The blog was down this morning – a computer at WordPress identified it as a source of spam or some such thing. Having been raised Catholic, my first move was to examine my conscience – have I used copyrighted photos? Offended people? And second thoughts – blogging is such a merry-go-round, nothing ever changes, hardly anyone reads or thinks independently, and those who do know who they are.
And, of course, I was frustrated that some unknown person somewhere had such power over me. I hate it when people have power over me!!! I pay $99 a year for a domain name and was under the impression I owned my content here. Apparently not.
Anyway, all’s well, but I will be more careful about copyrights and stuff. That was a jolt. And I will be nicer. Starting now.
My wife’s son works for a company that has four season tickets directly behind the third base dugout at Wrigley Field. Yesterday we got to use them. It is as close as I have ever been to a major league game. Interesting too that the people around us seemed like everyday people, no one rich and famous. Those folks are probably behind the glass walls high up above.
The beer vendors came around every two minutes, but we only wanted water. That vendor never showed. The lines were so deep underneath that it would have taken half an hour to get waited on. And anyway, it would have been $10 for two Aquifinas.
But we did not have to pee, the whole time, saving another half an hour.
I was given a choice last night of movies to watch, Zero Dark Thirty (recommended) or Mad Max (1980). I chose Mad Max thinking it would be a better portrayal of real life and have a little more accurate historical content.
Mel Gibson was so young, barely recognizable, but a stud. He fills the screen like few actors can. I’ve long forgiven him for his bout with anger and letting true things slip, and hope he is busy making movies.

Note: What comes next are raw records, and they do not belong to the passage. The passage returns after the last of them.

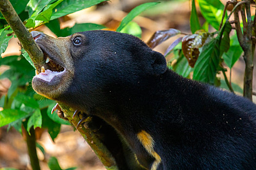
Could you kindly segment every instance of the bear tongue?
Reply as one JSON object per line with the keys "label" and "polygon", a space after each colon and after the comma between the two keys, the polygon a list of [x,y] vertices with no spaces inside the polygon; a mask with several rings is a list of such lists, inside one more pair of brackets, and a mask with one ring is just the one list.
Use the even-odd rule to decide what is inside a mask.
{"label": "bear tongue", "polygon": [[39,74],[36,75],[36,76],[46,82],[50,82],[55,76],[60,73],[61,73],[61,72],[52,71],[49,69],[47,69],[45,72],[41,72]]}

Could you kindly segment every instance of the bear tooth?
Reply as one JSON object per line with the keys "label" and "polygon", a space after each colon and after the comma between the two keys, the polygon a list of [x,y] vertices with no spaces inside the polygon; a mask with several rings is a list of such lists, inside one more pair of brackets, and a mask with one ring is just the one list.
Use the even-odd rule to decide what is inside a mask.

We took a boat trip yesterday, the Chicago Architectrual Tour. I expected it to be interesting, and was not disappointed. I am at a loss for words to describe the genius, ingenuity and “imagine-it-so-make-it-so” engineering ability of our fellow humans.
At the same time, surrounded by such genius, I wonder why the same people are so easily fooled by false flag events and political lies, large and small. Things we know to be physically impossible are believed with credulous blank stares. Lame explanations by authority figures are not just swallowed whole, but with great enthusiasm.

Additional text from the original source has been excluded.